Free-DyGS: Camera-Pose-Free Scene Reconstruction based on Gaussian Splatting for Dynamic Surgical Videos
Reconstructing endoscopic videos is crucial for high-fidelity visualization and the efficiency of surgical operations. Despite the importance, existing 3D reconstruction methods encounter several challenges, including stringent demands for accuracy, imprecise camera positioning, intricate dynamic scenes, and the necessity for rapid reconstruction. Addressing these issues, this paper presents the first camera-pose-free scene reconstruction framework, Free-DyGS, tailored for dynamic surgical videos, leveraging 3D Gaussian splatting technology. Our approach employs a frame-by-frame reconstruction strategy and is delineated into four distinct phases: Scene Initialization, Joint Learning, Scene Expansion, and Retrospective Learning. We introduce a Generalizable Gaussians Parameterization module within the Scene Initialization and Expansion phases to proficiently generate Gaussian attributes for each pixel from the RGBD frames. The Joint Learning phase is crafted to concurrently deduce scene deformation and camera pose, facilitated by an innovative flexible deformation module. In the scene expansion stage, the Gaussian points gradually grow as the camera moves. The Retrospective Learning phase is dedicated to enhancing the precision of scene deformation through the reassessment of prior frames. The efficacy of the proposed Free-DyGS is substantiated through experiments on two datasets: the StereoMIS and Hamlyn datasets. The experimental outcomes underscore that Free-DyGS surpasses conventional baseline models in both rendering fidelity and computational efficiency.

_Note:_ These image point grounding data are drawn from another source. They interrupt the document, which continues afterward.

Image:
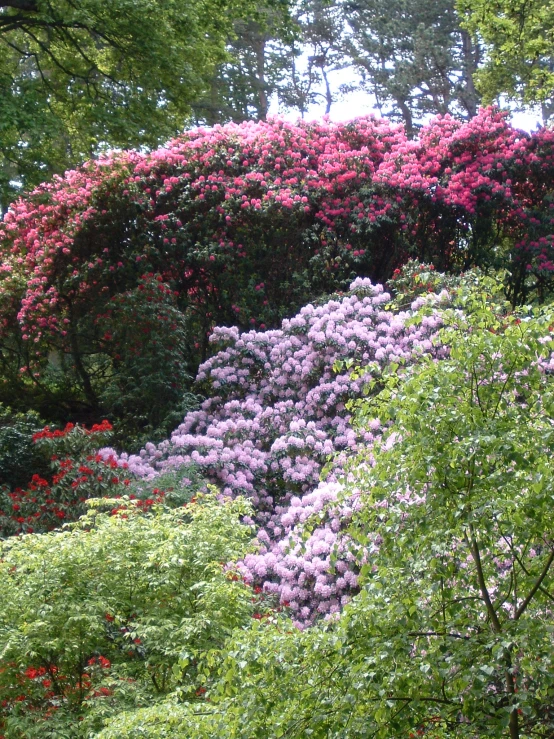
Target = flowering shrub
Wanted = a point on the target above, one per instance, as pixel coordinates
(276, 411)
(79, 473)
(246, 223)
(451, 635)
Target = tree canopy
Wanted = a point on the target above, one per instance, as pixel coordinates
(518, 38)
(76, 77)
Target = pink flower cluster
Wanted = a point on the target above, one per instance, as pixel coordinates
(276, 414)
(340, 197)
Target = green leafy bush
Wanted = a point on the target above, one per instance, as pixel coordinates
(115, 612)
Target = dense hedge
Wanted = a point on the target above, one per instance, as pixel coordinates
(242, 225)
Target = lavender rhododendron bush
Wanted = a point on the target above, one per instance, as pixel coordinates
(450, 636)
(241, 225)
(276, 411)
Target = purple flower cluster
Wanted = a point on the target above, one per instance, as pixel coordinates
(276, 413)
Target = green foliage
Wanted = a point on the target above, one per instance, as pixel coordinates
(18, 454)
(414, 58)
(518, 40)
(78, 78)
(459, 504)
(451, 634)
(116, 612)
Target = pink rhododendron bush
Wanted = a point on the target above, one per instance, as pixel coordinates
(242, 225)
(276, 412)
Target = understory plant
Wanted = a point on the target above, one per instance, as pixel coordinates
(450, 636)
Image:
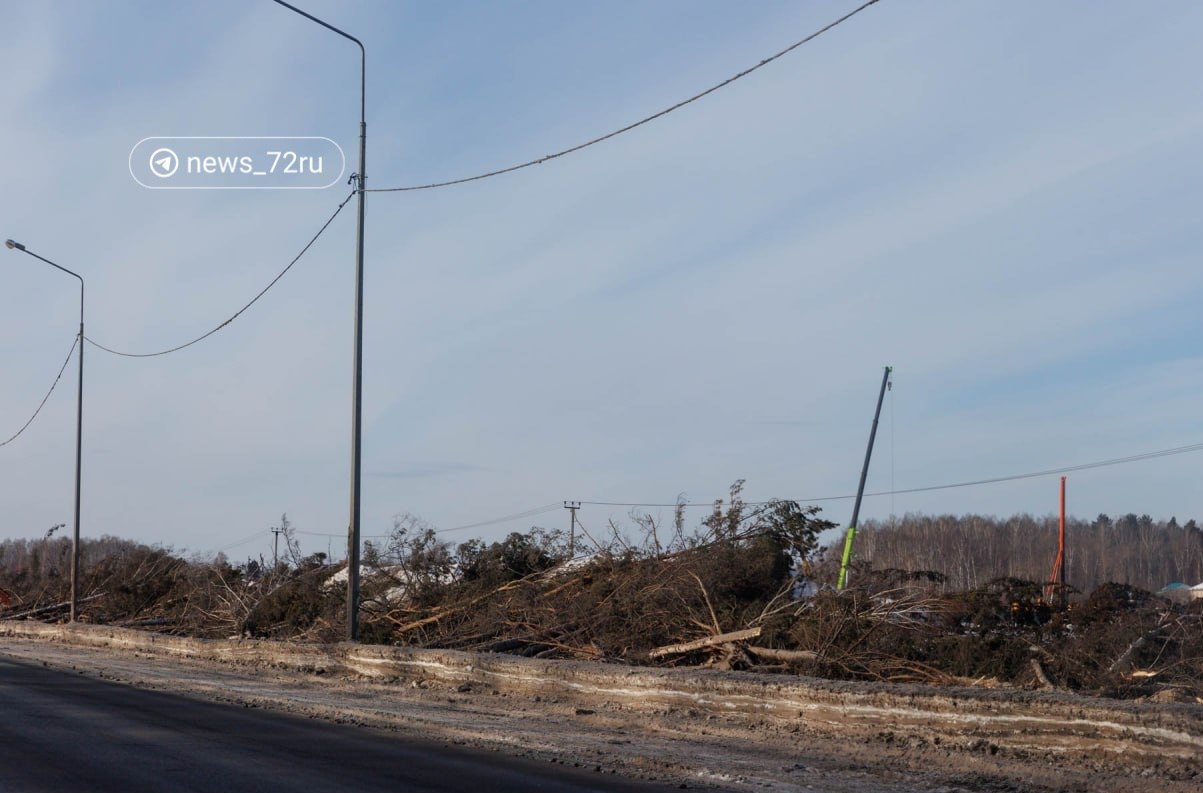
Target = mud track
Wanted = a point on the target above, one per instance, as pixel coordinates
(695, 728)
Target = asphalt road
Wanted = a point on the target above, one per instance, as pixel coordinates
(61, 732)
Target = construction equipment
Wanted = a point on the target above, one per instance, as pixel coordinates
(1056, 575)
(860, 489)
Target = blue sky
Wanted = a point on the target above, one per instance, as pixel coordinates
(997, 199)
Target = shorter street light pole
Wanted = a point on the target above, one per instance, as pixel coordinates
(75, 534)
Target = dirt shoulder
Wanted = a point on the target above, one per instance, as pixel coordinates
(687, 727)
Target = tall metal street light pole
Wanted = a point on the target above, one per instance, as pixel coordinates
(353, 530)
(75, 534)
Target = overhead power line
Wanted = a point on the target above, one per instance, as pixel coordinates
(529, 513)
(635, 124)
(491, 521)
(42, 403)
(237, 313)
(973, 483)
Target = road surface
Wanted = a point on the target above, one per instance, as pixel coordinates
(61, 732)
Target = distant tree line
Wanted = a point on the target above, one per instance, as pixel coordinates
(972, 550)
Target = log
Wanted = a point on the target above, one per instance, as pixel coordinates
(784, 656)
(709, 641)
(1041, 675)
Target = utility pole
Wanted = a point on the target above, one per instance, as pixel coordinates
(359, 178)
(572, 507)
(860, 489)
(276, 548)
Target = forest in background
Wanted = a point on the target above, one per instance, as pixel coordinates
(972, 550)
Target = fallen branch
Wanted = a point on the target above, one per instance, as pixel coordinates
(709, 641)
(1041, 674)
(65, 604)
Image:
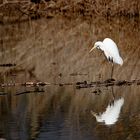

重建内窥镜视频对于高保真可视化和手术操作的效率至关重要。尽管如此,现有的 3D 重建方法面临诸多挑战,包括对准确性的严格要求、相机定位不精确、复杂的动态场景以及快速重建的必要性。针对这些问题,本文提出了首个无相机姿态的场景重建框架 Free-DyGS,专为动态手术视频设计,利用 3D 高斯点喷射技术。我们的方法采用逐帧重建策略,并分为四个不同的阶段:场景初始化、联合学习、场景扩展和回顾学习。在场景初始化和扩展阶段,我们引入了通用高斯参数化模块,以高效地从 RGBD 帧生成每个像素的高斯属性。联合学习阶段旨在通过创新的灵活变形模块同时推导场景变形和相机姿态。在场景扩展阶段,随着相机移动,高斯点逐渐增长。回顾学习阶段则专注于通过重新评估先前的帧来提高场景变形的精度。通过对 StereoMIS 和 Hamlyn 数据集的实验验证,证明了 Free-DyGS 在渲染保真度和计算效率上超越了传统基线模型。